Australia may not be so lucky again. “While it is difficult to predict specifics and timing, it is highly plausible there will be a future shock to the international market. Australia might run afoul of another government such as China, or an Australian policy change may make us much less attractive, such as forcing students to study only in some locations. There might be a global economic downturn on such a scale that the whole international student industry around the globe is affected.”
There is a clear message here for universities that depend on big international enrolments especially if they are concentrated in specific faculties.
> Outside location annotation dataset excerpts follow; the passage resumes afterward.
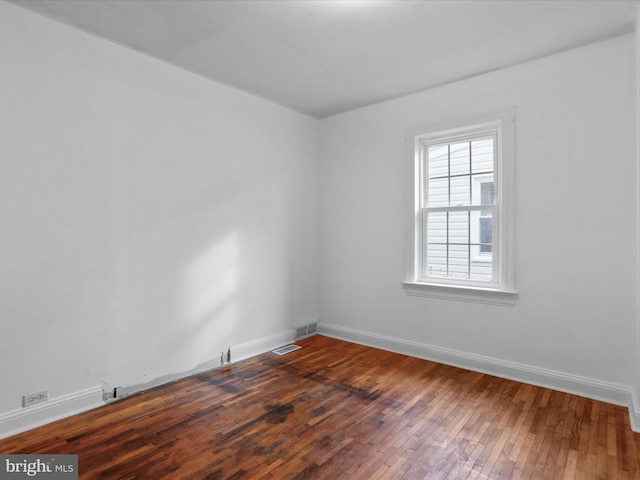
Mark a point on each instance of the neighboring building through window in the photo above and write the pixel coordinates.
(462, 233)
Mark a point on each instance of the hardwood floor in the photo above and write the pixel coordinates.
(336, 410)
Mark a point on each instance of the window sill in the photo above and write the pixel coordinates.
(461, 293)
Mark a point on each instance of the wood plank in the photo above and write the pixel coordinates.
(337, 410)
Croucher and Moore report that between 2009 and 2012 some 25 universities saw a 60-90 per cent decline in Indian students enrolled in management and commerce.
“The 2009 downturn in Indian student enrolments is a good example of how quickly and deeply a decline can affect budgets. For several universities that suffered the largest declines in revenue (above $10 million per year) the reduction in Indian student fee revenue was a significant proportion of their total budget. This analysis suggests a spectrum of vulnerability across the sector, and while there is a general concern, some universities will be more vulnerable than others,” they write.
Mark Baker (Macquarie U) is the incoming chair of the Human Proteome Project, which is mapping the protein-based molecular architecture of the human body.
The Murray Darling Basin Authority has appointed seven scientists to an advisory committee; Robert Vertessy (chair), Uni Melbourne. Poh-Ling Tan, Griffith U. Michael Stewardson, Uni Melbourne. David James, Uni Sunshine Coast. Sue Jackson, Griffith U. Roger Stone, Uni Southern Queensland. Nick Bond, La Trobe U.